Laga ini berlangsung sengit sejak menit awal. Maroko tampil percaya diri menghadapi salah satu unggulan juara dunia dan mampu memberikan perlawanan yang menyulitkan skuad asuhan Carlo Ancelotti.
Hasil imbang tersebut membuat Maroko dan Brasil sama-sama mengoleksi satu poin pada klasemen sementara Grup C Piala Dunia 2026. Namun, Maroko berhak menempati posisi teratas karena unggul dalam sejumlah catatan statistik grup.
Maroko langsung menunjukkan ambisi besar sejak awal pertandingan. Tim asal Afrika itu beberapa kali mengancam pertahanan Brasil melalui kombinasi permainan cepat yang dipimpin Brahim Diaz, Azzedine Ounahi, dan Ismael Saibari.
Peluang pertama hadir pada menit ketujuh saat Neil El Aynaoui melepaskan tembakan berbahaya. Namun, usaha tersebut masih mampu diblok lini pertahanan Brasil.
Brasil yang mengandalkan serangan balik kemudian merespons melalui Vinicius Junior. Penyerang Real Madrid tersebut berhasil melewati kawalan Achraf Hakimi dan mengirim umpan matang kepada Igor Thiago. Sayangnya, peluang tersebut gagal dimaksimalkan menjadi gol.
Kebuntuan akhirnya pecah pada menit ke-21. Maroko berhasil membuka keunggulan melalui Ismael Saibari setelah menerima umpan terobosan akurat dari Brahim Diaz.Melihat Alisson Becker keluar dari sarangnya, Saibari dengan tenang melepaskan tendangan cungkil yang meluncur ke gawang kosong dan membawa Maroko unggul 1-0.
Gol tersebut semakin meningkatkan kepercayaan diri Maroko yang terus menekan lini pertahanan Selecao.
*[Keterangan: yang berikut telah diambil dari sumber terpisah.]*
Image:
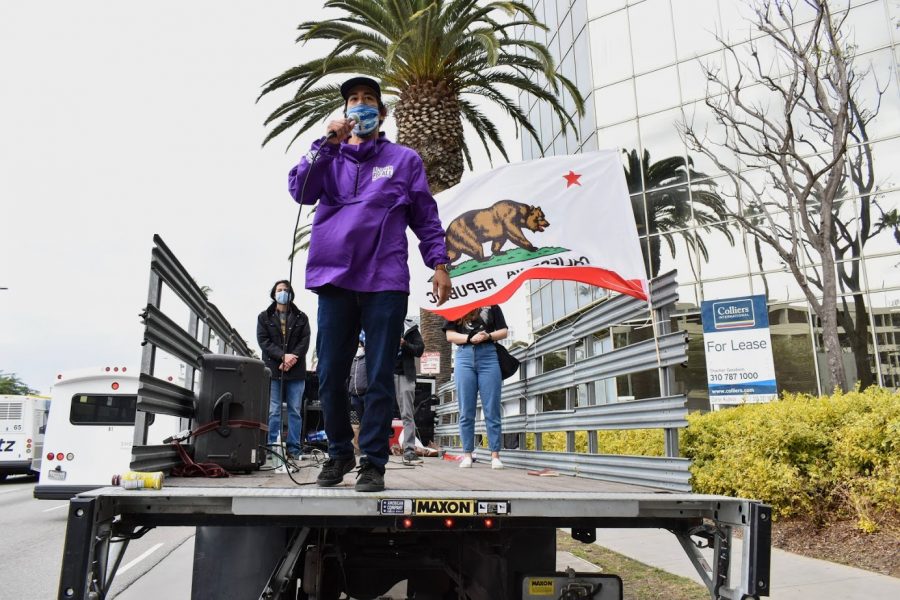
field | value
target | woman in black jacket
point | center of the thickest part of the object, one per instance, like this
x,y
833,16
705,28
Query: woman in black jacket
x,y
282,331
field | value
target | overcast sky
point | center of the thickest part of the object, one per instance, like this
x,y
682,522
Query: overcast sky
x,y
124,119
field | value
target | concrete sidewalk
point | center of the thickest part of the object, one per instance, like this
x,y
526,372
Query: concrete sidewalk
x,y
793,576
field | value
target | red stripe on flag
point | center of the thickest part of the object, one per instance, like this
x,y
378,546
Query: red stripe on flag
x,y
590,275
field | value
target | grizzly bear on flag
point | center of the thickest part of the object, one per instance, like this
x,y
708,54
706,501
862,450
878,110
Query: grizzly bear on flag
x,y
502,222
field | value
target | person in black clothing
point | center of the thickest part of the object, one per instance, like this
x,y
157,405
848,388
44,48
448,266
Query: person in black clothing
x,y
411,347
282,331
477,375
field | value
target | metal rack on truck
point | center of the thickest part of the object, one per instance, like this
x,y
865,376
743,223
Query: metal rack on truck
x,y
449,533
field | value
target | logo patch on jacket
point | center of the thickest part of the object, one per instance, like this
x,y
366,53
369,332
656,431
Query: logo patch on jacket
x,y
380,172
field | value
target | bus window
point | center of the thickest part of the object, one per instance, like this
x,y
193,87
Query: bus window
x,y
96,409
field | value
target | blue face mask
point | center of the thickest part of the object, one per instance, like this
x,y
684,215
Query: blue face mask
x,y
367,119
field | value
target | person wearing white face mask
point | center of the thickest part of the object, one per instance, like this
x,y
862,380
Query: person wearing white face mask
x,y
283,333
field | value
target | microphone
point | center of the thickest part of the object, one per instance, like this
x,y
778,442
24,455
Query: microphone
x,y
353,118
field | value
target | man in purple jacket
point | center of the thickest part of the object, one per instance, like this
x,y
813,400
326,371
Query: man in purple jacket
x,y
369,191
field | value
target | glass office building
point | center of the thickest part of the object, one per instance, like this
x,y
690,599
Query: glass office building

Namun Brasil mampu menunjukkan kualitasnya sebagai salah satu kandidat juara.
Saat tekanan mulai meningkat, Brasil akhirnya menemukan celah untuk menyamakan kedudukan pada menit ke-32.
Gol berawal dari kerja sama apik antara Vinicius Junior dan Bruno Guimaraes di sisi kiri lapangan. Vinicius kemudian melakukan penetrasi ke area pertahanan lawan sebelum melepaskan tembakan keras yang gagal dijangkau kiper Yassine Bounou.
Gol tersebut membuat skor berubah menjadi 1-1 dan bertahan hingga turun minum.